Pandas helpers¶
Everything in this module requires the vayulib[data] extra (pip install 'vayulib[data]').
slice_frame¶
Slice a DataFrame or Series by an Interval (or TimeWindow). Works on the index, a specific index level, or a column:
from vayu import Interval, TimeWindow
from vayu.pandas_utils import slice_frame
# Slice by index (defaults to axis=0, level=0)
subset = slice_frame(Interval(100, 200), df)
# Slice by a named column
subset = slice_frame(TimeWindow.behind(hours=6), df, key="timestamp")
# Slice by a specific MultiIndex level
subset = slice_frame(Interval(0, 10), df, level=1)
# Invert — everything OUTSIDE the interval
outside = slice_frame(Interval(100, 200), df, exclude=True)
Caveat: when slicing by index (no key), the index must be sorted.
select_frame / df.select¶
A tiny query DSL using double-underscore operators, borrowed from the Django ORM:
from vayu.pandas_utils import select_frame
select_frame(df, status="active") # status == "active"
select_frame(df, price__gt=100) # price > 100
select_frame(df, price__gte=100, price__lt=500)
select_frame(df, tag__in=["a", "b"])
select_frame(df, tag__notin=["x"])
select_frame(df, notes__isnull=True) # notes.isna()
select_frame(df, created=TimeWindow.behind(hours=6)) # Interval → slice_frame
Supported ops: eq (default), ne/neq, gt, gte, lt, lte, in/isin, nin/notin, isna/isnull.
The .select() method¶
Enable a df.select(...) / series.select(...) method by calling this once at startup:
This is opt-in because it monkey-patches pandas.DataFrame and pandas.Series globally. It only installs if the attribute isn't already present.
split_frame¶
Split at a fractional, integer, or datetime boundary:
from vayu.pandas_utils import split_frame
train, test = split_frame(df, 0.8) # 80/20 by length
a, b = split_frame(df, 1000) # split at iloc 1000
before, after = split_frame(df, cutoff_dt) # split at a timestamp
concat_frame_from_dir¶
Read and concatenate all files of an extension in a directory, sorted by filename:
from vayu.pandas_utils import concat_frame_from_dir
big = concat_frame_from_dir("/data/ingest", extension="parquet", progress=True)

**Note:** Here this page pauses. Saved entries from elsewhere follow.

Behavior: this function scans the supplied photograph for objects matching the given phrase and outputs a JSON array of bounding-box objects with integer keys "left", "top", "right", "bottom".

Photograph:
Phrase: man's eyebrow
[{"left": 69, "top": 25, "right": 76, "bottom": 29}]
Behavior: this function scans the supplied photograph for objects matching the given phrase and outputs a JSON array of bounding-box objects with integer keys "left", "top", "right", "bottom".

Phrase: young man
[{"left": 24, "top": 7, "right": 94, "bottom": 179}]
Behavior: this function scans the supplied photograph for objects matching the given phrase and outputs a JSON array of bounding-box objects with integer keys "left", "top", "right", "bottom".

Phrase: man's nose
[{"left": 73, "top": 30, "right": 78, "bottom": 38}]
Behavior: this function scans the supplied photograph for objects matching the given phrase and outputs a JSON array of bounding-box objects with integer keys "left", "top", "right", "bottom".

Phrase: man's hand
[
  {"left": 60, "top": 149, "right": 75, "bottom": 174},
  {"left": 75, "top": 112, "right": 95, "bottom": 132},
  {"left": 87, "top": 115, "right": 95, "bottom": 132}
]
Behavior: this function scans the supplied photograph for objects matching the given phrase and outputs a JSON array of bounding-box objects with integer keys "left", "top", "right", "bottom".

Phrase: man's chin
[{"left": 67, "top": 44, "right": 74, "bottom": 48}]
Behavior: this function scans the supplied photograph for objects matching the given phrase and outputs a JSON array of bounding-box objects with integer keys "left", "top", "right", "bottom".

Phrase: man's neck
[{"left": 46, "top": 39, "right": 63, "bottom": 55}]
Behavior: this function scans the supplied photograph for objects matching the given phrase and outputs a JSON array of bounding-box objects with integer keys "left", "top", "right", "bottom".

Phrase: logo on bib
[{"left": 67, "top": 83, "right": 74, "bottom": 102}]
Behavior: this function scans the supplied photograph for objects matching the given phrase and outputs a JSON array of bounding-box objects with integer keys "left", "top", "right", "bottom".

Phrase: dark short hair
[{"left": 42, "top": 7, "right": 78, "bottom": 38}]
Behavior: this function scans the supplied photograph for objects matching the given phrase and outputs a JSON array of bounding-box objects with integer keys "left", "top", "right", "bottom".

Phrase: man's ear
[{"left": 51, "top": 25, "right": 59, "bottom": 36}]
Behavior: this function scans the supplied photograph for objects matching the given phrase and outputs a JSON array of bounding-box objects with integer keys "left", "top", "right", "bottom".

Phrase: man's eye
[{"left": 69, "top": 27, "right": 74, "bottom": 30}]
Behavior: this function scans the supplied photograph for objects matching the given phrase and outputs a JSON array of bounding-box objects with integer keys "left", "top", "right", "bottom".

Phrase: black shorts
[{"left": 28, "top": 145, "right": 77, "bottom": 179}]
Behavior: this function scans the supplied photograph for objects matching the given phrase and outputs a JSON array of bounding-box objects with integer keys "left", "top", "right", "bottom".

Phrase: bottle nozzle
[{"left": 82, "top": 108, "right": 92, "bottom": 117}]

filtered = concat_frame_from_dir("/data/ingest", prefix="2026-04-", extension="parquet")
Supported extensions: parquet (default), feather, csv, pickle. Empty frames are dropped before concatenation.
get_frame_window¶
Derive a TimeWindow from a DataFrame's index or a timestamp column:
from vayu.pandas_utils import get_frame_window
window = get_frame_window(df) # uses index
window = get_frame_window(df, column="ts") # uses a column
window = get_frame_window(df, level=1) # uses MultiIndex level 1
Returns None for empty frames.